Poco Agitato
One
- MBTI
- INFJ
First time on the forum here, and I hope someone can offer some advice.
My background is centered around music. I currently hold down four part-time music jobs, and it is exhausting. I am traveling between jobs, which can be 2+ hours of commuting on some days. I go to 2-3 weekday jobs each day, plus a Sunday church gig, and have gigs or extra accompanying work (recordings, recitals, rehearsals, choral concerts) on nights and weekends. I also have two small children that I don't get to see much due to working all the time.
I taught for three years in two different public school districts (two schools each) and it was exhausting. As an INFJ, teaching felt more like performing to me than performing (if that makes sense). Huge classes and putting out fires meant my anxiety would be through the roof on a daily basis.
I have been playing piano since I was six. I competed through high school, majored in it in college, and studied it some more for post-graduate work. I currently have no benefits with any of my jobs, the pay is low and barely covers daycare, and music programs are getting cut right and left in our state. I left the teaching positions partly because the writing was on the wall about where the programs were headed, and they were cut a year or two after I left. I was a good teacher, but I was left with the feeling of "what have I gotten myself into?" about a week into each school year. I am also a good accompanist, and accompany for several schools, but every accompanying position I take ends with me substituting for the music teachers when they find out I can take their classes (INFJs are nothing if not competent and reliable). I am substituting for the next month in four classes while the high school choir director I play for listens to individual voices. Every day. For a month. For no extra pay. And this isn't the first choir director that has used me.
I would love to find a different line of work, but this is all I have ever known.

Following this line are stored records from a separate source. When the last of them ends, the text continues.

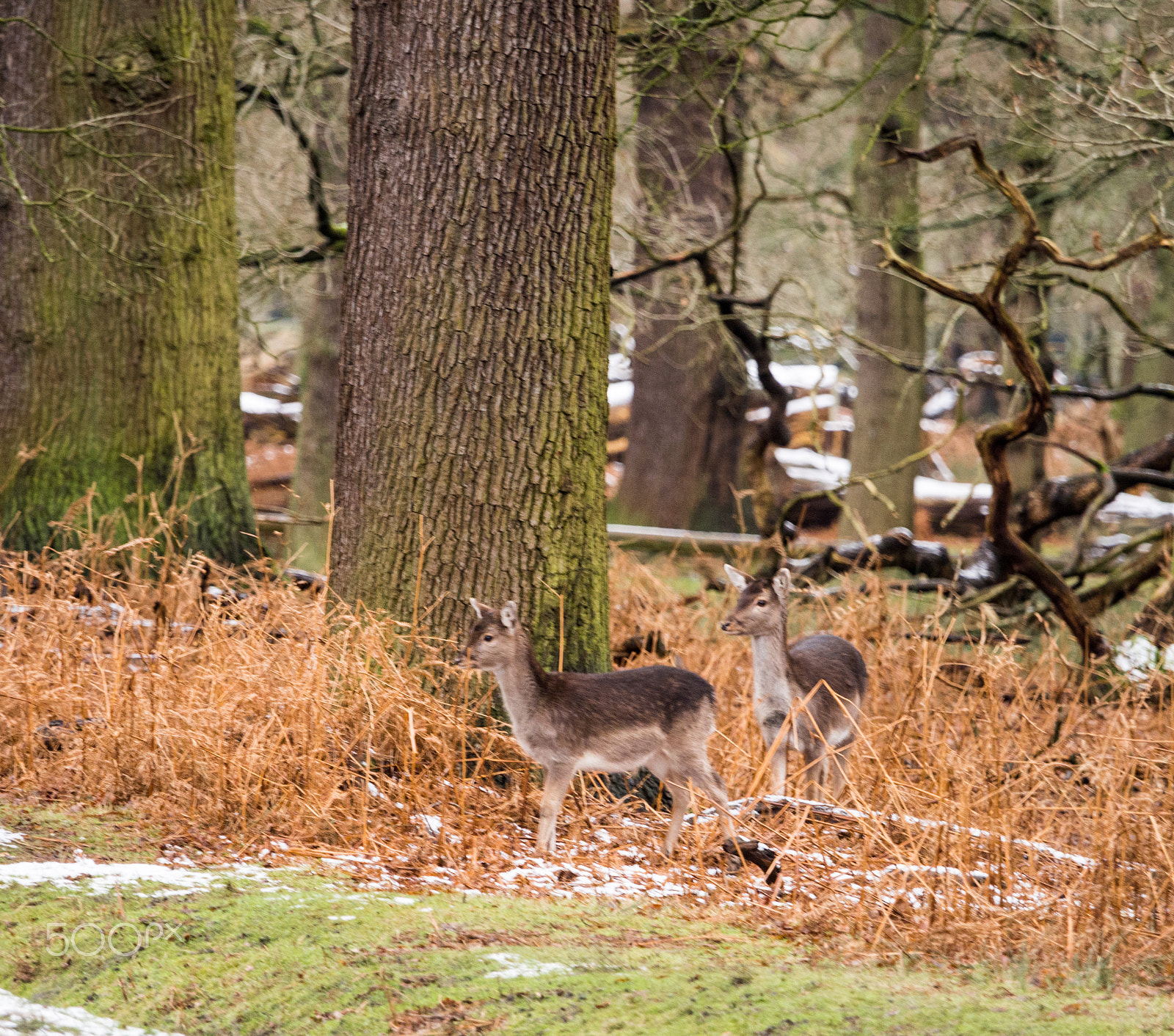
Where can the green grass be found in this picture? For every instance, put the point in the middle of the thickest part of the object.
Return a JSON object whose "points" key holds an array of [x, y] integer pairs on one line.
{"points": [[244, 960], [277, 957]]}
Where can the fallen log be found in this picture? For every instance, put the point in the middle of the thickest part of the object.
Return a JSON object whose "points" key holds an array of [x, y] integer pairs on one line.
{"points": [[892, 549]]}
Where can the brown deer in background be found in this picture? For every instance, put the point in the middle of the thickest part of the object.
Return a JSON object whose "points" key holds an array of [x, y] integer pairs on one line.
{"points": [[657, 717], [784, 676]]}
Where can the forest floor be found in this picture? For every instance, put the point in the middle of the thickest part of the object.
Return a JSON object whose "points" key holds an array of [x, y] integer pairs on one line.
{"points": [[254, 949]]}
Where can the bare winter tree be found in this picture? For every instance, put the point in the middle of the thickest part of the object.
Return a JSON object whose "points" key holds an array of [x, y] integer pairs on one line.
{"points": [[889, 309], [473, 409], [688, 408]]}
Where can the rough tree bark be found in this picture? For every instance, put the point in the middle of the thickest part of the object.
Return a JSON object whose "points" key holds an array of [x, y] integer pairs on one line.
{"points": [[473, 402], [320, 418], [119, 296], [890, 310], [688, 408]]}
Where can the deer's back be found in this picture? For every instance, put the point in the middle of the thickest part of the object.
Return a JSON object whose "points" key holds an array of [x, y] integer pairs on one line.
{"points": [[639, 697], [831, 659]]}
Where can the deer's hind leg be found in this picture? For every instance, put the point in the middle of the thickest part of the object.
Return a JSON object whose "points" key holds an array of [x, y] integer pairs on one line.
{"points": [[555, 789], [837, 770], [770, 727], [815, 756]]}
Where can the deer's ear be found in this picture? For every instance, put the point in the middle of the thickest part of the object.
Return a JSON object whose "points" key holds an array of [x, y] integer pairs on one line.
{"points": [[740, 580], [510, 615]]}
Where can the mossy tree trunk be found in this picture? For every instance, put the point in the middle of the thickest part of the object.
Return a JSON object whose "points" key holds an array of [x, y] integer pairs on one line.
{"points": [[889, 309], [688, 408], [473, 401], [119, 297], [321, 332]]}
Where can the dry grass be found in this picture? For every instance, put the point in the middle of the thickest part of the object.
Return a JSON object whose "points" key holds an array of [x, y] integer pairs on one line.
{"points": [[271, 718]]}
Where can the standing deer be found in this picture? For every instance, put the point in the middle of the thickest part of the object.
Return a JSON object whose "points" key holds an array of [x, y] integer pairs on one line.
{"points": [[784, 676], [657, 717]]}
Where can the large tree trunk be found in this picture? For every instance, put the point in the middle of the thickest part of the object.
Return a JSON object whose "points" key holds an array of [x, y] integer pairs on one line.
{"points": [[315, 469], [119, 296], [473, 403], [889, 309], [688, 408]]}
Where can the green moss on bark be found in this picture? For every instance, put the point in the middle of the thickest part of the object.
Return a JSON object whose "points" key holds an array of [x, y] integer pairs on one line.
{"points": [[117, 327]]}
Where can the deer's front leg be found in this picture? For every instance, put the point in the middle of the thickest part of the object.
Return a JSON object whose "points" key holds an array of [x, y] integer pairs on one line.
{"points": [[555, 781]]}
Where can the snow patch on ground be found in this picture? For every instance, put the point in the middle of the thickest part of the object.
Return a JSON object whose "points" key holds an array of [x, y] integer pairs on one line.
{"points": [[514, 967], [105, 877], [1139, 658], [21, 1015]]}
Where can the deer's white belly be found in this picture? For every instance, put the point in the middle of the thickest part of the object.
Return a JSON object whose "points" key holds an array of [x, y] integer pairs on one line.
{"points": [[592, 760]]}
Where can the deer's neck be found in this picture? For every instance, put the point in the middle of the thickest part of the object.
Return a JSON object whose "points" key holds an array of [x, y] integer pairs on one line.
{"points": [[522, 682], [772, 672]]}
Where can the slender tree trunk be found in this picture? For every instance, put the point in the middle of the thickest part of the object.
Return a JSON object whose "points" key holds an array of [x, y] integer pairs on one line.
{"points": [[889, 309], [473, 406], [1145, 418], [119, 296], [315, 469], [688, 408], [1035, 156]]}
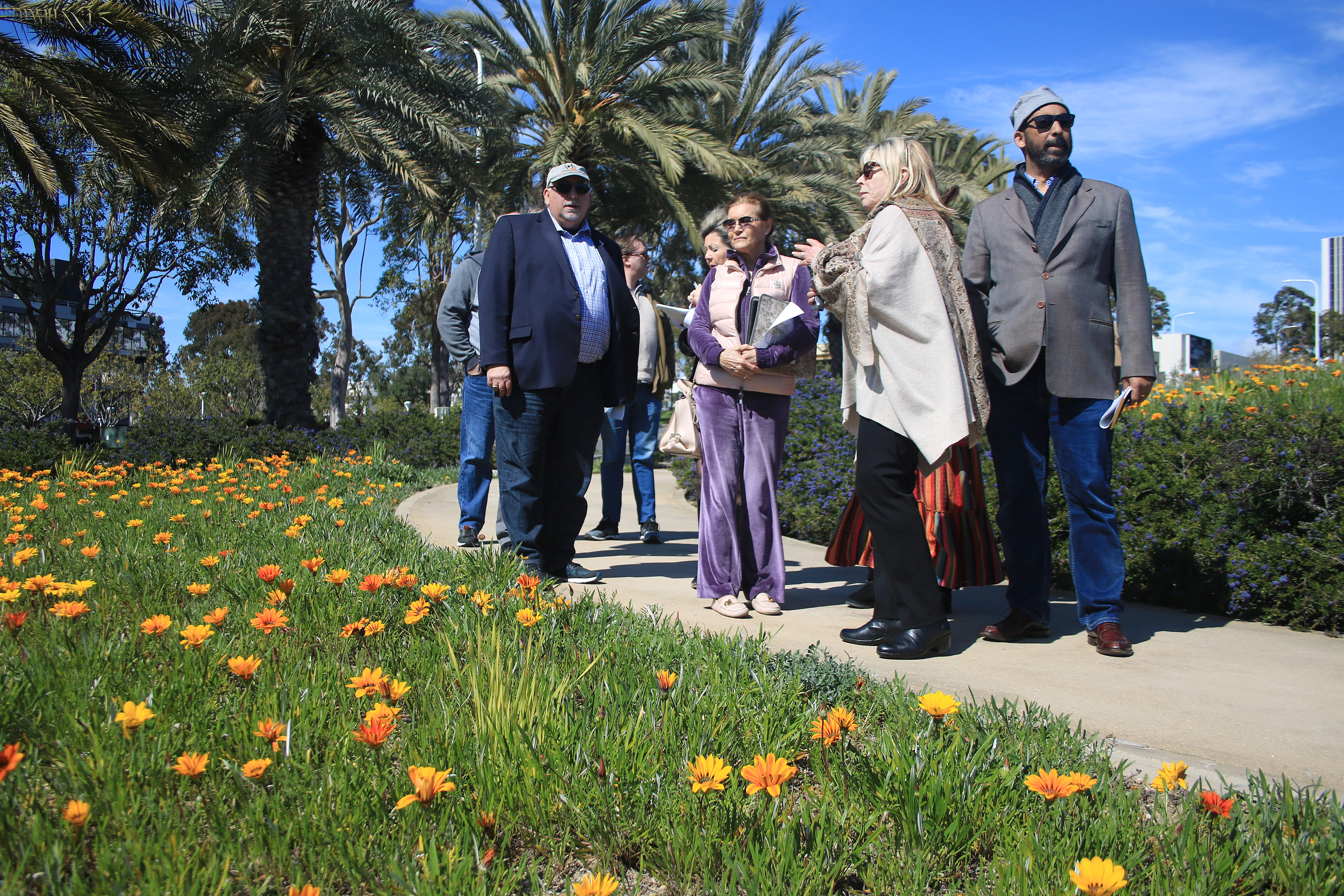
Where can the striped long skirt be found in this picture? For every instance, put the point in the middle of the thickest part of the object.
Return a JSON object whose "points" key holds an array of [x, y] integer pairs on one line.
{"points": [[952, 503]]}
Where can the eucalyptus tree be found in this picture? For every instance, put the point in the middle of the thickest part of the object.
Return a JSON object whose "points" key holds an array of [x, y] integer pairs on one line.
{"points": [[92, 62], [595, 82], [276, 84]]}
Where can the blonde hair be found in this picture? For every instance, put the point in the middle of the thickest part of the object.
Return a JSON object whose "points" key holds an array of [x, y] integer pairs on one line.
{"points": [[896, 154]]}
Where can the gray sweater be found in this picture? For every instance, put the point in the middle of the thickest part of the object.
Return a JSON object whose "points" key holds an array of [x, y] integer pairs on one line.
{"points": [[459, 318]]}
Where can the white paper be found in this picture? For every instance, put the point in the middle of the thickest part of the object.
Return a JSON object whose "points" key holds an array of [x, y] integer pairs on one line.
{"points": [[1108, 420], [780, 327]]}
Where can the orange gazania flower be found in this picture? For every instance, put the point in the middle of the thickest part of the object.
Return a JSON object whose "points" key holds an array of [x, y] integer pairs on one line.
{"points": [[1216, 805], [191, 765], [367, 682], [1050, 785], [429, 784], [376, 733], [157, 624], [244, 667], [268, 620], [10, 758], [769, 773], [272, 731]]}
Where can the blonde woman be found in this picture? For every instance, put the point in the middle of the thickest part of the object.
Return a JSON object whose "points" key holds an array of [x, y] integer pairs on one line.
{"points": [[913, 382]]}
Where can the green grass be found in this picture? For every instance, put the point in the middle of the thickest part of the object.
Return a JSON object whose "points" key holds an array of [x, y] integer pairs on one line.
{"points": [[560, 730]]}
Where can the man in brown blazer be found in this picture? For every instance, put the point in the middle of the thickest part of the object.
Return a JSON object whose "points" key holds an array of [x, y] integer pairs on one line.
{"points": [[1045, 258]]}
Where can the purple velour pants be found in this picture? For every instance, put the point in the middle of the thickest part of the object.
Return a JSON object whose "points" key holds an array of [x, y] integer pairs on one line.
{"points": [[742, 441]]}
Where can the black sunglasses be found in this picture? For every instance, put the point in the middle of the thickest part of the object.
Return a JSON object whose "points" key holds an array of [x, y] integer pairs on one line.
{"points": [[1046, 123], [746, 221], [566, 187]]}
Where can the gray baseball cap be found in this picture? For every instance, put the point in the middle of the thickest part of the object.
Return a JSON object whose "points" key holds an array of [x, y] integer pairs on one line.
{"points": [[1030, 103]]}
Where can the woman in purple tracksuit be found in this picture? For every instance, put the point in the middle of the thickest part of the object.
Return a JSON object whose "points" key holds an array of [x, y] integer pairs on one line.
{"points": [[742, 405]]}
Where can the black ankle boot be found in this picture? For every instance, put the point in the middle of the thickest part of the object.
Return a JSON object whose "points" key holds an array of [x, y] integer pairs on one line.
{"points": [[913, 644], [873, 633]]}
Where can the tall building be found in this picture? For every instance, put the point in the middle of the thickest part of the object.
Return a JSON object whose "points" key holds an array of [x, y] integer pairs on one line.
{"points": [[1333, 275]]}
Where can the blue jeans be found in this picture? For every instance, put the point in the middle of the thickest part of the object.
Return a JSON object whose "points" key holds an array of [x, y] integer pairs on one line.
{"points": [[1025, 420], [639, 428], [476, 439], [545, 453]]}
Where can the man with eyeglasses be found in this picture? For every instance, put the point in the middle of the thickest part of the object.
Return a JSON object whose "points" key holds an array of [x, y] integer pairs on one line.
{"points": [[560, 340], [1046, 257]]}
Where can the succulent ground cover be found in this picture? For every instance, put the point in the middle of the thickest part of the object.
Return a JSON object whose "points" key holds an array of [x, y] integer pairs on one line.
{"points": [[251, 677]]}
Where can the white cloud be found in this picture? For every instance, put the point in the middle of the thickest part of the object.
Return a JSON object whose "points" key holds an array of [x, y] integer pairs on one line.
{"points": [[1254, 174], [1174, 97]]}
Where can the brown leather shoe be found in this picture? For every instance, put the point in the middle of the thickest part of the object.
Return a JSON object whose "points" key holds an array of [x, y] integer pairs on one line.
{"points": [[1018, 624], [1111, 641]]}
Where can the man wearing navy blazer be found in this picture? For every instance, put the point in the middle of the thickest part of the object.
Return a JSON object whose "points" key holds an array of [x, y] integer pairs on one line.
{"points": [[560, 343]]}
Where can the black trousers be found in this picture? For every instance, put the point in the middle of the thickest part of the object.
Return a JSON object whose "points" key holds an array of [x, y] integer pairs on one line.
{"points": [[906, 586]]}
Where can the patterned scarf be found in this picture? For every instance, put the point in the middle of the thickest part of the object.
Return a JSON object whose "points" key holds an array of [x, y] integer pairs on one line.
{"points": [[838, 277]]}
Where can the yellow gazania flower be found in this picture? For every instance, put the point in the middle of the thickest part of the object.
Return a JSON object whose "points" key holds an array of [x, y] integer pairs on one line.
{"points": [[244, 667], [827, 731], [191, 765], [272, 731], [367, 683], [596, 886], [429, 784], [1050, 785], [132, 717], [1099, 876], [708, 773], [77, 813], [939, 704], [768, 773], [256, 769], [194, 637], [157, 624]]}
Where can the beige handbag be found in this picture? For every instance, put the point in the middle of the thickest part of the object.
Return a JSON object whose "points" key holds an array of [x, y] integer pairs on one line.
{"points": [[683, 435]]}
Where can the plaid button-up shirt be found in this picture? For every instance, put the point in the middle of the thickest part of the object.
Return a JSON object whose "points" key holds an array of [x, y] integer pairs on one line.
{"points": [[591, 275]]}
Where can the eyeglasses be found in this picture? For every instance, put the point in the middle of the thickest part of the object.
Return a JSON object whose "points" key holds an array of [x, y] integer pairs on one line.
{"points": [[1046, 123], [566, 187], [746, 221]]}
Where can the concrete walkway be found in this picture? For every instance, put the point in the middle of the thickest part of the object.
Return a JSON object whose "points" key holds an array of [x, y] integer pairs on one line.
{"points": [[1224, 696]]}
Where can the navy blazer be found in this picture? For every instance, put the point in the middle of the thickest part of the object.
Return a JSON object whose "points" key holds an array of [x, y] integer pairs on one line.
{"points": [[530, 310]]}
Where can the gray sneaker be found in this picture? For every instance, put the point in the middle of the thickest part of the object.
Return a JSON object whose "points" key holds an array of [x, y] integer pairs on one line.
{"points": [[605, 530]]}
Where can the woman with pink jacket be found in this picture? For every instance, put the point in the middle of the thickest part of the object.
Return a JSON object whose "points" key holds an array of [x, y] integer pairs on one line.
{"points": [[742, 403]]}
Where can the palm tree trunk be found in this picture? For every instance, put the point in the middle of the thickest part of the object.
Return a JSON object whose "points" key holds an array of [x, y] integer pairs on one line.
{"points": [[288, 335], [340, 369]]}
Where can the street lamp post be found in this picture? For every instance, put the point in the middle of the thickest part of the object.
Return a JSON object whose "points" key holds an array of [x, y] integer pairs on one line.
{"points": [[1316, 301]]}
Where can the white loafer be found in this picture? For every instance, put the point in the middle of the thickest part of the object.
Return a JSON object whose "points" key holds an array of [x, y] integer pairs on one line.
{"points": [[765, 605], [730, 606]]}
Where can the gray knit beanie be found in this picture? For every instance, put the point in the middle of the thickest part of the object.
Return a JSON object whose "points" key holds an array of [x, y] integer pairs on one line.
{"points": [[1030, 103]]}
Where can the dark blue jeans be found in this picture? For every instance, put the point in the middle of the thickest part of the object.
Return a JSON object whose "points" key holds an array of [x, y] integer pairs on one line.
{"points": [[476, 437], [545, 441], [640, 428], [1023, 421]]}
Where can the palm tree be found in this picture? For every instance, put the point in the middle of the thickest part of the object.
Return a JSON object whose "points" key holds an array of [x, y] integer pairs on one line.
{"points": [[273, 84], [595, 81], [96, 70]]}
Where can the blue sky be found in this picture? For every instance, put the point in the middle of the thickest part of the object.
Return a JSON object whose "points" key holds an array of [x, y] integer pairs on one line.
{"points": [[1225, 121]]}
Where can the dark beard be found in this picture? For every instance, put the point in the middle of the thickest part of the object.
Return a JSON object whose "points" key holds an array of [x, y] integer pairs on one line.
{"points": [[1052, 163]]}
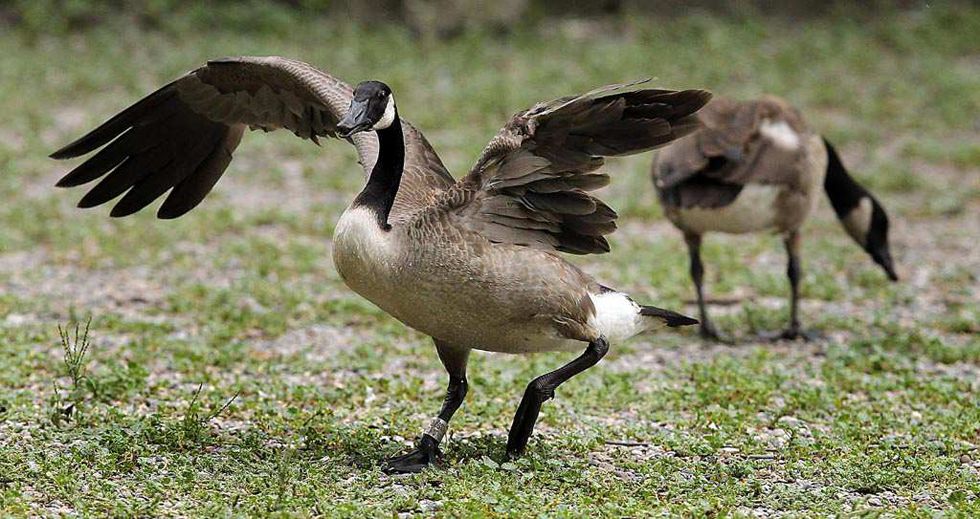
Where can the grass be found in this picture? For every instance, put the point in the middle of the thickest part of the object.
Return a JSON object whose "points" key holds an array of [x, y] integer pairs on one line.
{"points": [[226, 370]]}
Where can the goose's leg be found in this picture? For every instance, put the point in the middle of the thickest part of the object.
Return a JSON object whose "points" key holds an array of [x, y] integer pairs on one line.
{"points": [[425, 452], [542, 389], [793, 272], [708, 330]]}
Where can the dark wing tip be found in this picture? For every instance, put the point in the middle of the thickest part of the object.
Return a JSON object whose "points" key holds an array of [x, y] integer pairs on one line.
{"points": [[671, 318]]}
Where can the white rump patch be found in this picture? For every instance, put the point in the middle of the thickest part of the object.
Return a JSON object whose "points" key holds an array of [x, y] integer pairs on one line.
{"points": [[858, 221], [617, 317], [780, 133], [389, 115]]}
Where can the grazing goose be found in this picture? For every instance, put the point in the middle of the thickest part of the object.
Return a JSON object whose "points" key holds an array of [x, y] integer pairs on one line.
{"points": [[755, 166], [472, 263]]}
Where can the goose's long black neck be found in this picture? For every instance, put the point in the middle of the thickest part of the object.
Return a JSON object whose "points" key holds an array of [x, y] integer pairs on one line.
{"points": [[844, 192], [382, 186]]}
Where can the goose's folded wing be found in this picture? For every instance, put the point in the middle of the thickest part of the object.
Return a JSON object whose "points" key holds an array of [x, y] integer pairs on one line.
{"points": [[753, 142], [531, 184], [181, 138]]}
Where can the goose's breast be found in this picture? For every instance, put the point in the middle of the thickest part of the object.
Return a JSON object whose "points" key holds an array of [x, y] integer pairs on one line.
{"points": [[365, 255]]}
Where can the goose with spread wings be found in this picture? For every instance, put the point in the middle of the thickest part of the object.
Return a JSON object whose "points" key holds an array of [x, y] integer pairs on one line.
{"points": [[474, 263]]}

When you have been training to do something since the first grade, you have understandable hesitations to leave it! I loved the security, benefits, and salary of the teaching position, but I am nowhere near the extrovert personality needed to head large music classes.
Has anyone else out there quit teaching or quit the arts to do something else? Does anyone have suggestions about another line of work? I can tell you that "doing what you love" isn't paying the bills. I am grateful to at least be a working musician when so many of my friends are struggling for work, but I think I have exhausted all aspects of making money through music. Frankly, I want to love music in general instead of resenting it, and I think I need to disengage from the work aspect of it to find that love again.
I have experience in dealing with different personalities and learning styles, clerical work, maintaining a music library, etc. through teaching. I had part-time jobs working different aspects of agriculture, as a veterinary assistant, and waitressing. I really liked the alone time when I did clerical work. Any INFJs love clerical work, or would I get tired of it? I miss my kids and would probably love a 9-5 job.
My background is centered around music. I currently hold down four part-time music jobs, and it is exhausting. I am traveling between jobs, which can be 2+ hours of commuting on some days. I go to 2-3 weekday jobs each day, plus a Sunday church gig, and have gigs or extra accompanying work (recordings, recitals, rehearsals, choral concerts) on nights and weekends. I also have two small children that I don't get to see much due to working all the time.
I taught for three years in two different public school districts (two schools each) and it was exhausting. As an INFJ, teaching felt more like performing to me than performing (if that makes sense). Huge classes and putting out fires meant my anxiety would be through the roof on a daily basis.
I have been playing piano since I was six. I competed through high school, majored in it in college, and studied it some more for post-graduate work. I currently have no benefits with any of my jobs, the pay is low and barely covers daycare, and music programs are getting cut right and left in our state. I left the teaching positions partly because the writing was on the wall about where the programs were headed, and they were cut a year or two after I left. I was a good teacher, but I was left with the feeling of "what have I gotten myself into?" about a week into each school year. I am also a good accompanist, and accompany for several schools, but every accompanying position I take ends with me substituting for the music teachers when they find out I can take their classes (INFJs are nothing if not competent and reliable). I am substituting for the next month in four classes while the high school choir director I play for listens to individual voices. Every day. For a month. For no extra pay. And this isn't the first choir director that has used me.
I would love to find a different line of work, but this is all I have ever known. When you have been training to do something since the first grade, you have understandable hesitations to leave it! I loved the security, benefits, and salary of the teaching position, but I am nowhere near the extrovert personality needed to head large music classes.
Has anyone else out there quit teaching or quit the arts to do something else? Does anyone have suggestions about another line of work? I can tell you that "doing what you love" isn't paying the bills. I am grateful to at least be a working musician when so many of my friends are struggling for work, but I think I have exhausted all aspects of making money through music. Frankly, I want to love music in general instead of resenting it, and I think I need to disengage from the work aspect of it to find that love again.
I have experience in dealing with different personalities and learning styles, clerical work, maintaining a music library, etc. through teaching. I had part-time jobs working different aspects of agriculture, as a veterinary assistant, and waitressing. I really liked the alone time when I did clerical work. Any INFJs love clerical work, or would I get tired of it? I miss my kids and would probably love a 9-5 job.